Considering all limitations in conventional cancer therapy, we, 2012 HKUST igem team initiated our project and aimed to establish an alternative cancer therapeutic way using the idea of synthetic biology.
We would like to make a breakthrough in the following aspect of cancer therapy through our project:

  1. Providing a simple cancer therapeutic way that is more acceptable to patient
  2. Relieving patients’ pain during cancer treatment
  3. Treating cancer without affecting patients’ quality of life intensely.
  4. Minimizing adverse effect to patients throughout and after cancer treatment

Bearing these in mind, we stretch our project as the following:

  1. To release patients from stress and fear in surgery and radiotherapy, anti-tumor drug is going to be employed to combat with cancer.
  2. A new drug delivery system is thus decided to be established in bacteria which are used as a carrier, facilitating drug transportation.
  3. To reduce interaction between anti-tumor drug and normal tissue and establish a locally high drug concentration, our drug-delivery bacteria are designed to recognize cancer cells and target them specifically.
  4. Apart from delivery, our bacteria can work as a drug synthesis machine, producing anti-tumor drug in a controllable situation.
  5. To be controllable, regulatory systems are introduced, internally and externally guiding the timing and dosage of drug delivery.

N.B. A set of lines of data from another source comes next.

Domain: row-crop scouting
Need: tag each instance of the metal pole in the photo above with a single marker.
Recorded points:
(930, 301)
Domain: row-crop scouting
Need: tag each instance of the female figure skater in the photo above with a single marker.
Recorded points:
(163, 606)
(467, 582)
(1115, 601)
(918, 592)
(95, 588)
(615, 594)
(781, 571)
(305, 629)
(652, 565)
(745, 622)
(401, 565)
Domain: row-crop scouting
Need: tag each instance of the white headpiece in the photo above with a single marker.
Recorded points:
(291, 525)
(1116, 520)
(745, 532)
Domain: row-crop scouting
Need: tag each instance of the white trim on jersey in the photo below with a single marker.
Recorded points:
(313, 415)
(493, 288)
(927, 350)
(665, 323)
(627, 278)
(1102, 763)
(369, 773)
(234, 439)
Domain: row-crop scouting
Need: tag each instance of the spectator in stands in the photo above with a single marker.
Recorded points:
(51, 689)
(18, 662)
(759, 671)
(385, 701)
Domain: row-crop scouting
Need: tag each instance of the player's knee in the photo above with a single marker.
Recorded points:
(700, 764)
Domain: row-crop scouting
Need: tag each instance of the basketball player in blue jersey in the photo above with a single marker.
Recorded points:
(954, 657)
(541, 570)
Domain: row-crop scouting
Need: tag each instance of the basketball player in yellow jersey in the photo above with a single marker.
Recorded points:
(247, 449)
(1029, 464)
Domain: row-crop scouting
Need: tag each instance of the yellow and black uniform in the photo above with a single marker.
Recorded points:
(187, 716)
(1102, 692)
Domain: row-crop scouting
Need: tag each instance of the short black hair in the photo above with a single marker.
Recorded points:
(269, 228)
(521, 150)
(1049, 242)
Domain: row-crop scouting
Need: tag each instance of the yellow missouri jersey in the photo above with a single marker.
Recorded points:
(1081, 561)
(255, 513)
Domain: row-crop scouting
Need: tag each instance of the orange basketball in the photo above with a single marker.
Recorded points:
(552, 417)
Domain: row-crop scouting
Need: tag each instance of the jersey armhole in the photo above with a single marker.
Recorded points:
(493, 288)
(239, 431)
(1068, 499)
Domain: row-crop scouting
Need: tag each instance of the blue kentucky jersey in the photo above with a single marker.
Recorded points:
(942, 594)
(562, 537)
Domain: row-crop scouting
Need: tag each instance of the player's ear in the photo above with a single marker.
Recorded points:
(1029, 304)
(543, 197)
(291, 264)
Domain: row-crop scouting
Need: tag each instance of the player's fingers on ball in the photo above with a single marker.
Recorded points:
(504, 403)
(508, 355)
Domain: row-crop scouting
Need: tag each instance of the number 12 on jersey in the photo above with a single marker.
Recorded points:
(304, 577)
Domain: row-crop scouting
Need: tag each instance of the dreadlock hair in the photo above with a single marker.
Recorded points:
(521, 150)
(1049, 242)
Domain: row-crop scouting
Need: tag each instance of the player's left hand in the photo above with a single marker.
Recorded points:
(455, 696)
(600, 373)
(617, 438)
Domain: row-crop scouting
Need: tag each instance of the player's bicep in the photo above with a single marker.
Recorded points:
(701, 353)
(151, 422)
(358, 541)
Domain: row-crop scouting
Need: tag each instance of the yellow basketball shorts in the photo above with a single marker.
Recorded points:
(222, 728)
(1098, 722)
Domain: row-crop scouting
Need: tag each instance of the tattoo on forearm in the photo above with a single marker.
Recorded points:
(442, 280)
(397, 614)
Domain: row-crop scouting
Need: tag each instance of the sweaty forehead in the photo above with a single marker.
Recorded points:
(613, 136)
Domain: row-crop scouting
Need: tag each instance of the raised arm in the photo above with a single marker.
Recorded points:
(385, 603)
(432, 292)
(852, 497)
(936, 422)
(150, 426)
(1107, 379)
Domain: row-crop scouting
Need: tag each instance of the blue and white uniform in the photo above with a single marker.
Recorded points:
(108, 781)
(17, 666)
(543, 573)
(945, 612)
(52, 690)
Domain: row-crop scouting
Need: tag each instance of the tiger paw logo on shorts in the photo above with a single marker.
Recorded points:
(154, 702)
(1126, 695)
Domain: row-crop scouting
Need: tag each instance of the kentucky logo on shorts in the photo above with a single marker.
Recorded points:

To achieve these, three modules require developing:

  1. Targeting module: Targeting of bacteria to tumor cell is designed to be achieved through a tumor specific binding peptide which is first discovered in a phage displaying selection. It is expressed and displaying on the surface of bacteria with the facilitation of a cell wall binding system.
  2. Drug synthesizing module: Employing an anti-tumor cytokine in our project, we design to have it synthesized by bacteria and secreted out to external environment. As a signaling molecule, the anti-tumor cytokine represses the proliferation of tumor cells and arrest them in G1 phase.
  3. Regulating module: Two regulatory systems are established in consideration of possible harm from uncontrolled drug releasing.  An inducible system is set up to externally control the timing of drug secretion. A toxin-antitoxin system is applied as well to minimize the adverse effect from anti-tumor drug over-dosage.